FT: The Fitness Test ("Idoneità")

All students must pass a fitness test (FT), under the guidance of the instructor.

The test (which does not contribute to the final mark) requires to:

a) identify a EU economic topic with a relevant quantitative dimension;

b) download relevant data from a reputable source (Eurostat, ECB, OECD, IMF, National Statistical Services or Central Bank, etc...);

c) perform simple operations on those data in an Excel file;

d) prepare a "user friendly" table and graph to summarize the main characteristics of the data examined;

e) write a short comment (250 words) describing the main stylized facts that can be observed by the data;

f) assemble the comment, the main graph or table(s) and the source data in a .pdf file.

The .pdf file of the FT must be sent to the instructor before taking any intermediate or final exam.


A) Exams for Mode A students (Full participation):

For Mode A students, the final mark is equal to the sum of the points obtained from three evaluations:
  • Intermediate written test (prova intermedia - max 11 points)
  • Final written test (prova finale - max 11 points)
  • Essay (max 11 points).

If points are equal to 31 or more, the final mark is 30 cum laude.

Intermediate and Final written tests:

  • Answers (max. 250 words) to 3 open questions (out of 5).
  • Exams take place at Labic; exam questions will be delivered through EOL.
  • One exam may be missed exclusively for grave reasons (to be authorized explicitly), in which case it will have to be taken in the first “appello di esami” in the June session.

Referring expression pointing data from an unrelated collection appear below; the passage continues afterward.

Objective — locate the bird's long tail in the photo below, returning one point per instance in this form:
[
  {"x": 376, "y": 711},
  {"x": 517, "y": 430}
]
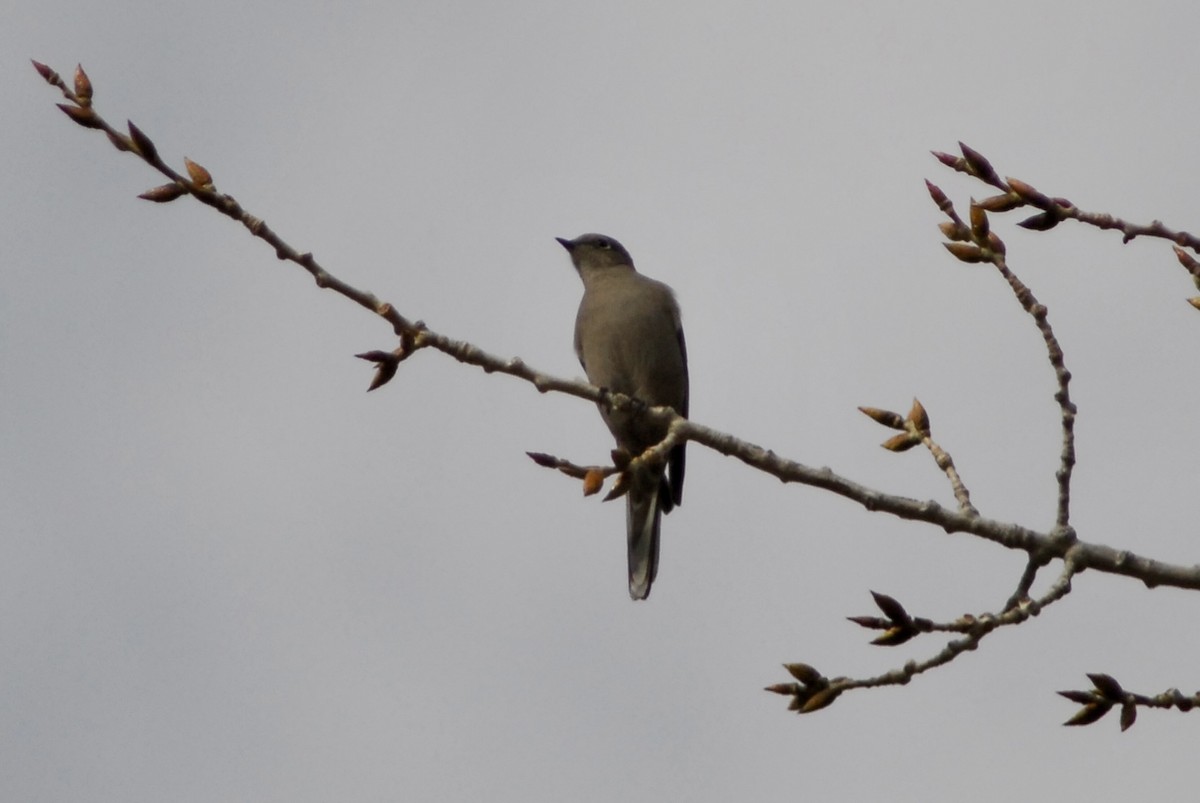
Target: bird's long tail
[{"x": 642, "y": 515}]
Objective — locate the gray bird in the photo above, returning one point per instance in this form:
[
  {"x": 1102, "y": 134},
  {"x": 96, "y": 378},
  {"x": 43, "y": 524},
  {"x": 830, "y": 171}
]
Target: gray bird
[{"x": 629, "y": 340}]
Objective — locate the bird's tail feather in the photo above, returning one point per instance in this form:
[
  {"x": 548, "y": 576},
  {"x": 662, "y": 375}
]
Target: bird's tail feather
[{"x": 642, "y": 517}]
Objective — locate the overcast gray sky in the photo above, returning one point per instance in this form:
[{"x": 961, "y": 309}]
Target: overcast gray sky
[{"x": 229, "y": 574}]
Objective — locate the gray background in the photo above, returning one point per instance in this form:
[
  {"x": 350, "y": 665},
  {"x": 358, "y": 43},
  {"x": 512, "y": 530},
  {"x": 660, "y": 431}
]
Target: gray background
[{"x": 228, "y": 574}]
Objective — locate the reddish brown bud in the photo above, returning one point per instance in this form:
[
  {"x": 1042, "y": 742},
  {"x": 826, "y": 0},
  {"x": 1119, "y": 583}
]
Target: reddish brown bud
[
  {"x": 979, "y": 165},
  {"x": 83, "y": 87},
  {"x": 954, "y": 231},
  {"x": 894, "y": 636},
  {"x": 163, "y": 193},
  {"x": 1027, "y": 193},
  {"x": 918, "y": 417},
  {"x": 891, "y": 607},
  {"x": 803, "y": 672},
  {"x": 949, "y": 160},
  {"x": 1043, "y": 222},
  {"x": 199, "y": 177},
  {"x": 965, "y": 251},
  {"x": 119, "y": 142},
  {"x": 47, "y": 73},
  {"x": 978, "y": 220},
  {"x": 1089, "y": 713},
  {"x": 1107, "y": 685}
]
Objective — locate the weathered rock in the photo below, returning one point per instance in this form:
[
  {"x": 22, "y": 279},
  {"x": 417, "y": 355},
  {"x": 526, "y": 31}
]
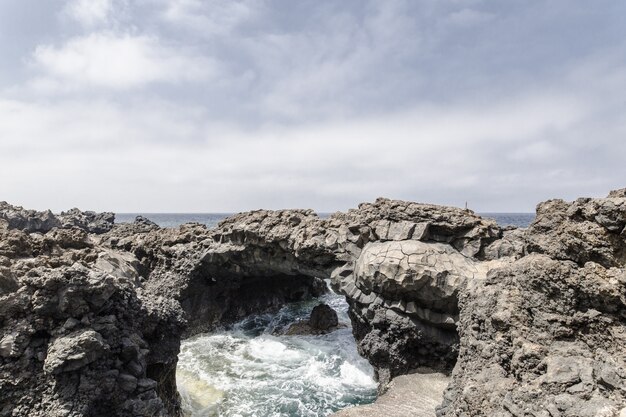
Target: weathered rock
[
  {"x": 531, "y": 320},
  {"x": 537, "y": 335},
  {"x": 88, "y": 221},
  {"x": 73, "y": 351},
  {"x": 28, "y": 220},
  {"x": 323, "y": 317}
]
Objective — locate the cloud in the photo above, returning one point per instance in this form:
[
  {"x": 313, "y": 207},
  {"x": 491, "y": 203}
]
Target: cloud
[
  {"x": 504, "y": 155},
  {"x": 118, "y": 61},
  {"x": 189, "y": 105},
  {"x": 90, "y": 13}
]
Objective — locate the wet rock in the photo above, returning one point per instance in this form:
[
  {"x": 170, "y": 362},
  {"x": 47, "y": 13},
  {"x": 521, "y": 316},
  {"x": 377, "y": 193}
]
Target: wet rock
[{"x": 323, "y": 317}]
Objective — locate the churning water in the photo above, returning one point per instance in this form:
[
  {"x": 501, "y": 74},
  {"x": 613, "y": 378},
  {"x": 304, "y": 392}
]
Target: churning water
[{"x": 255, "y": 370}]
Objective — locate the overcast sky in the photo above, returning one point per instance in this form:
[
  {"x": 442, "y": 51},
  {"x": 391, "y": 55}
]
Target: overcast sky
[{"x": 222, "y": 106}]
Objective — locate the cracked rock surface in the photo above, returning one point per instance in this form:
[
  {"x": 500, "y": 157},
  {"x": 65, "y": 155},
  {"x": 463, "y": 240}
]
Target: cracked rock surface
[{"x": 528, "y": 322}]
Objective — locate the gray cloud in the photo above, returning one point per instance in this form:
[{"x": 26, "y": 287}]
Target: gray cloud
[{"x": 191, "y": 105}]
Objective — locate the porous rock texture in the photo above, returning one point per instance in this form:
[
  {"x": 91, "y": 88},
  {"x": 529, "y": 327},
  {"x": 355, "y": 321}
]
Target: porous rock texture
[
  {"x": 531, "y": 321},
  {"x": 545, "y": 335}
]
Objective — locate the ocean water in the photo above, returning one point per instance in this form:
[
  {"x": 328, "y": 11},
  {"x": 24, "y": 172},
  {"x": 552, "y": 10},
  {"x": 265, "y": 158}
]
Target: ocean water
[
  {"x": 212, "y": 219},
  {"x": 252, "y": 369}
]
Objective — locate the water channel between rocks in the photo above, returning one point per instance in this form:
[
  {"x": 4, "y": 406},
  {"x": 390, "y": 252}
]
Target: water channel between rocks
[{"x": 252, "y": 369}]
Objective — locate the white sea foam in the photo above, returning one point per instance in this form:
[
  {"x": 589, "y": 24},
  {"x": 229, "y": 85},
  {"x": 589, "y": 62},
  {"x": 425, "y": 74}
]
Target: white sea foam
[{"x": 248, "y": 371}]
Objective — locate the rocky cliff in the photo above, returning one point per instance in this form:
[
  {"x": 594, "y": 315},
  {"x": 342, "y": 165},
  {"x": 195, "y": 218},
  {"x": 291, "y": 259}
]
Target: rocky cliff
[{"x": 529, "y": 322}]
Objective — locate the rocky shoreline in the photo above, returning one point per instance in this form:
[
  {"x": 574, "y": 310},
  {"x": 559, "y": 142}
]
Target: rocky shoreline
[{"x": 529, "y": 322}]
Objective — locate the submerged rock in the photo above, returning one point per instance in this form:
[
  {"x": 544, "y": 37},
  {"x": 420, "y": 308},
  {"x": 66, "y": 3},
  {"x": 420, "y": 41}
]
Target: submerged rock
[
  {"x": 529, "y": 321},
  {"x": 323, "y": 317}
]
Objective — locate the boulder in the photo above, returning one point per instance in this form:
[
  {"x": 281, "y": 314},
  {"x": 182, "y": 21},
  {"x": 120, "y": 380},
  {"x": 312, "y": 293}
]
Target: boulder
[
  {"x": 323, "y": 317},
  {"x": 73, "y": 351}
]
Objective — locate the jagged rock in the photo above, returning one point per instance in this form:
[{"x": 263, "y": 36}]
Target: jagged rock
[
  {"x": 531, "y": 320},
  {"x": 88, "y": 221},
  {"x": 7, "y": 281},
  {"x": 582, "y": 231},
  {"x": 535, "y": 329},
  {"x": 144, "y": 221},
  {"x": 27, "y": 220},
  {"x": 73, "y": 351},
  {"x": 323, "y": 317},
  {"x": 621, "y": 193}
]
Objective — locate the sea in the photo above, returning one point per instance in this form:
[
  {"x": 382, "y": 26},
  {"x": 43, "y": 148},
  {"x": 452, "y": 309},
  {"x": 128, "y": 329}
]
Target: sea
[{"x": 252, "y": 369}]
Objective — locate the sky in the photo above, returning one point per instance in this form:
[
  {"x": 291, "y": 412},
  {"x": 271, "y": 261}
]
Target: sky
[{"x": 225, "y": 106}]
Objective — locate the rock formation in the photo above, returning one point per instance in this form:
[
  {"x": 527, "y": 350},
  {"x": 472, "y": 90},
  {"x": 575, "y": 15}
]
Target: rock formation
[
  {"x": 323, "y": 319},
  {"x": 530, "y": 322}
]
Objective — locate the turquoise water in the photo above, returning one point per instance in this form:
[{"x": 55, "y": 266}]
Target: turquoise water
[{"x": 253, "y": 369}]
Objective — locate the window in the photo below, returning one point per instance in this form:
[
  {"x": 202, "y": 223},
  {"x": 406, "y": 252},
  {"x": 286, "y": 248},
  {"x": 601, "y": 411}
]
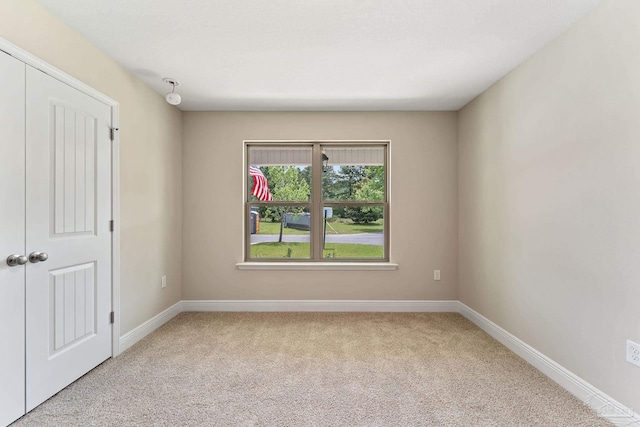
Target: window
[{"x": 316, "y": 201}]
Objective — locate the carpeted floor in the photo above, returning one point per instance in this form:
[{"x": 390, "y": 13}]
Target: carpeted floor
[{"x": 315, "y": 369}]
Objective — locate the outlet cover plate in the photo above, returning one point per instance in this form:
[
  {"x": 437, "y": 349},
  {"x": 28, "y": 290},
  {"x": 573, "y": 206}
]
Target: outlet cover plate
[{"x": 633, "y": 353}]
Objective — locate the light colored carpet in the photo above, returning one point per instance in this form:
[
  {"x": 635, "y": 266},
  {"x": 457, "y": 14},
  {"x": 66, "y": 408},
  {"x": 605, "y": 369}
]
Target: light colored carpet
[{"x": 315, "y": 369}]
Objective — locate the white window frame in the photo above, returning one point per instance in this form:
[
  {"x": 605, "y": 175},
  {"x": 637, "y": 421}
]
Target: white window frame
[{"x": 316, "y": 207}]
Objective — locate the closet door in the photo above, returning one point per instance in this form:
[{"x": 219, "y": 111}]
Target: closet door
[
  {"x": 68, "y": 209},
  {"x": 12, "y": 278}
]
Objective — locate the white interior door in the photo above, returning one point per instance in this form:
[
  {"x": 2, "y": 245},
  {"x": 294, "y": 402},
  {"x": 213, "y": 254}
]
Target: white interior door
[
  {"x": 12, "y": 285},
  {"x": 68, "y": 209}
]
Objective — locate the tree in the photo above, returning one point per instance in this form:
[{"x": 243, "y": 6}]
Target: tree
[{"x": 369, "y": 188}]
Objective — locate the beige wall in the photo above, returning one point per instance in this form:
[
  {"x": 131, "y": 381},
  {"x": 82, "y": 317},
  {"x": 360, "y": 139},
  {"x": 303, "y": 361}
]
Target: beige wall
[
  {"x": 150, "y": 157},
  {"x": 549, "y": 200},
  {"x": 423, "y": 205}
]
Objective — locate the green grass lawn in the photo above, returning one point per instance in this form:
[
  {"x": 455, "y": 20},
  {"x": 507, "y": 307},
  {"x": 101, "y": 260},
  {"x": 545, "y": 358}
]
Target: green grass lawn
[
  {"x": 302, "y": 250},
  {"x": 341, "y": 226}
]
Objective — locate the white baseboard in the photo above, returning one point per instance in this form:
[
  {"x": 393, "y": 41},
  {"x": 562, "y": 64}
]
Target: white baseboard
[
  {"x": 321, "y": 305},
  {"x": 599, "y": 402},
  {"x": 136, "y": 334}
]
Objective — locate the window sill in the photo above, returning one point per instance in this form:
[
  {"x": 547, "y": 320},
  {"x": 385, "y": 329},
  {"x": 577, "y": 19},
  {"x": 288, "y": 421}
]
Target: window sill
[{"x": 329, "y": 266}]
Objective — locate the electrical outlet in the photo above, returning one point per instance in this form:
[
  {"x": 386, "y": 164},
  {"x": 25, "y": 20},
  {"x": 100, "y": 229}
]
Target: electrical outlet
[{"x": 633, "y": 353}]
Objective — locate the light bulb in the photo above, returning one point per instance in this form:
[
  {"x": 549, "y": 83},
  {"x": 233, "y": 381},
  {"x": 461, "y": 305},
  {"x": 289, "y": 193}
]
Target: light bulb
[{"x": 173, "y": 98}]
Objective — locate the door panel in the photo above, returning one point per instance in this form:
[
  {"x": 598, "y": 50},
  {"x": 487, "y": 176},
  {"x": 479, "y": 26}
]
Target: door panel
[
  {"x": 12, "y": 285},
  {"x": 68, "y": 208}
]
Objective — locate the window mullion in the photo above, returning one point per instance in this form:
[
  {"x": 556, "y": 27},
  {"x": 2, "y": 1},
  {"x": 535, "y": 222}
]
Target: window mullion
[{"x": 316, "y": 203}]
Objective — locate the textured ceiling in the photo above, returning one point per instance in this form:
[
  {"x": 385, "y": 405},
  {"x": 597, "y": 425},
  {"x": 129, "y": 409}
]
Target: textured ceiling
[{"x": 321, "y": 54}]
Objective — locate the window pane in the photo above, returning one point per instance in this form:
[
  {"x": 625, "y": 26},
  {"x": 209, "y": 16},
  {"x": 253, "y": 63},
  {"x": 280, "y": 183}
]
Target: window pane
[
  {"x": 352, "y": 173},
  {"x": 353, "y": 232},
  {"x": 279, "y": 232},
  {"x": 279, "y": 174}
]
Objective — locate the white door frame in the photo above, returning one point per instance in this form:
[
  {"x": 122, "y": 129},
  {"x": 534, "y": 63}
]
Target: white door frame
[{"x": 43, "y": 66}]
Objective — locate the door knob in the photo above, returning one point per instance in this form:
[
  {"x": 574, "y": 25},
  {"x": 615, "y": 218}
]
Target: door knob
[
  {"x": 14, "y": 260},
  {"x": 36, "y": 257}
]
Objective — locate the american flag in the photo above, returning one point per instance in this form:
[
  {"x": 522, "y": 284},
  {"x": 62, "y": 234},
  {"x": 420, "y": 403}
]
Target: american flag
[{"x": 260, "y": 185}]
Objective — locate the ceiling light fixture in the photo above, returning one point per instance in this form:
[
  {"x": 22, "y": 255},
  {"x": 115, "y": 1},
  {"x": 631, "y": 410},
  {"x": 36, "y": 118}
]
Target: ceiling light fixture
[{"x": 172, "y": 97}]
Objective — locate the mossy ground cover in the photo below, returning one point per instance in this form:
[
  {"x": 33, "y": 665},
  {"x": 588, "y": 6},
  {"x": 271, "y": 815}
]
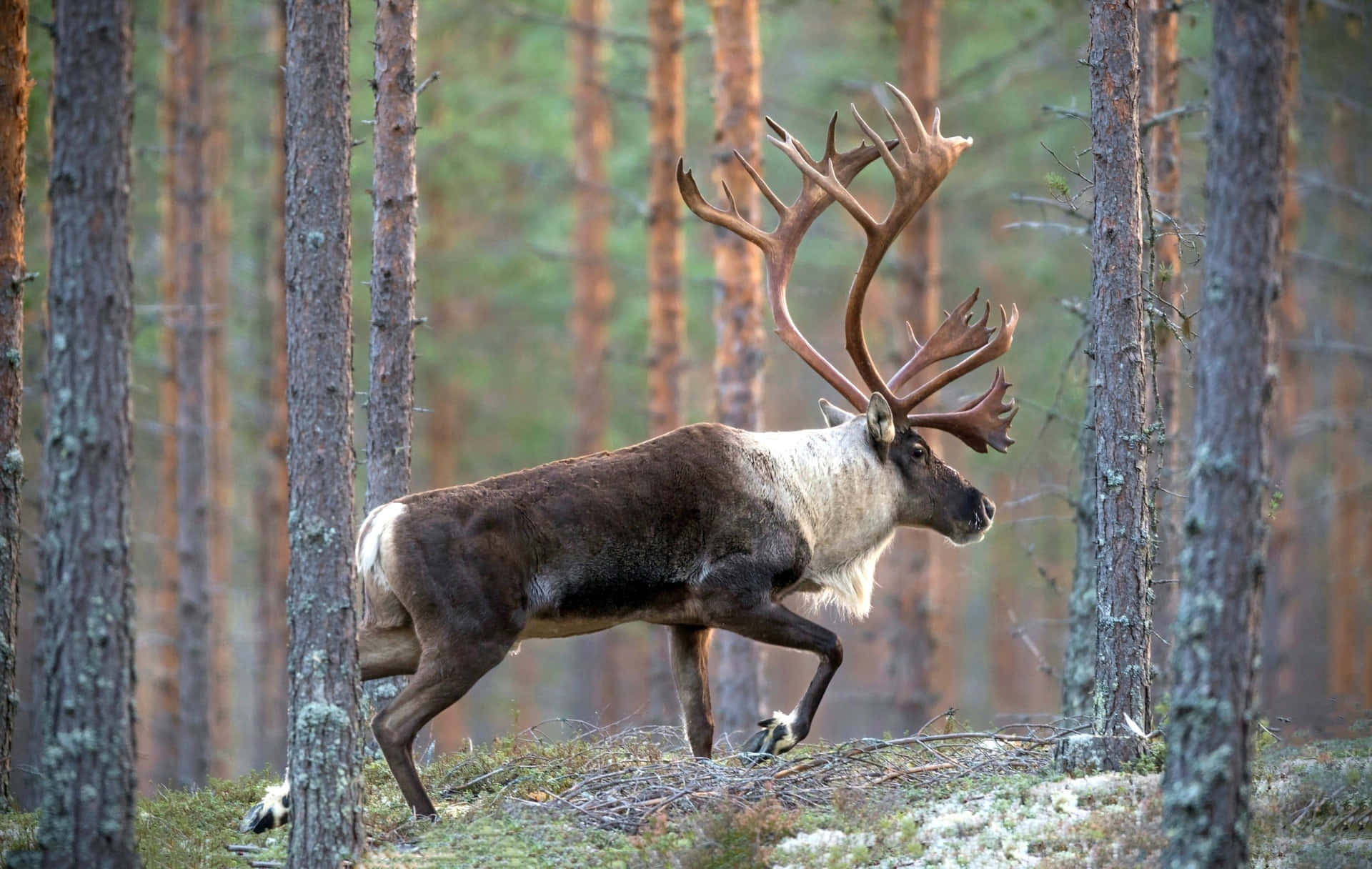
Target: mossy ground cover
[{"x": 501, "y": 806}]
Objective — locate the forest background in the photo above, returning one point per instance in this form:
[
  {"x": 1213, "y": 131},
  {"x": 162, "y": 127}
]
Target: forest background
[{"x": 496, "y": 363}]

Essay: no more than 3000 words long.

  • Must address a single, well identified and relevant economic policy issue. The topic should be chosen with the guidance of the instructor.
  • Must be written in (reasonably good) English.
  • Must be delivered by e-mail as a .pdf file at least ten days before the last “appello d’esami” in July 2022.


B) Exams for Mode B students (Long test):

Mode B students (and also Erasmus outgoing students) must take a single written exam, identified on EOL as "Economics of the EU - Exam for NON FREQUENTANTI", during one regular exam session.

  • The exam will require answers (max 250 words) to 6 (out of 8) open questions. Each question is valued up to 5,5 pts.
  • Topics and readings are the same as for attending students.
  • No essay required.


For all students, a positive grade (greater than or equal to 18/30) may be refused only once.

A new exam must then be taken in the next exam session, as a "Mode B" student.

Teaching tools

Detailed lecture notes cover all topics included in the course.

They are available in Virtuale (some files may become available later on, during term)

They provide the basis for the lectures delivered in class, and for the ensuing discussions.

Students must download and read these presentations (and possibly the related readings) before lectures.

Should classes be held online on MS TEAMS, students will be expected to interact with the teacher (and with each other) via the "Chat" line.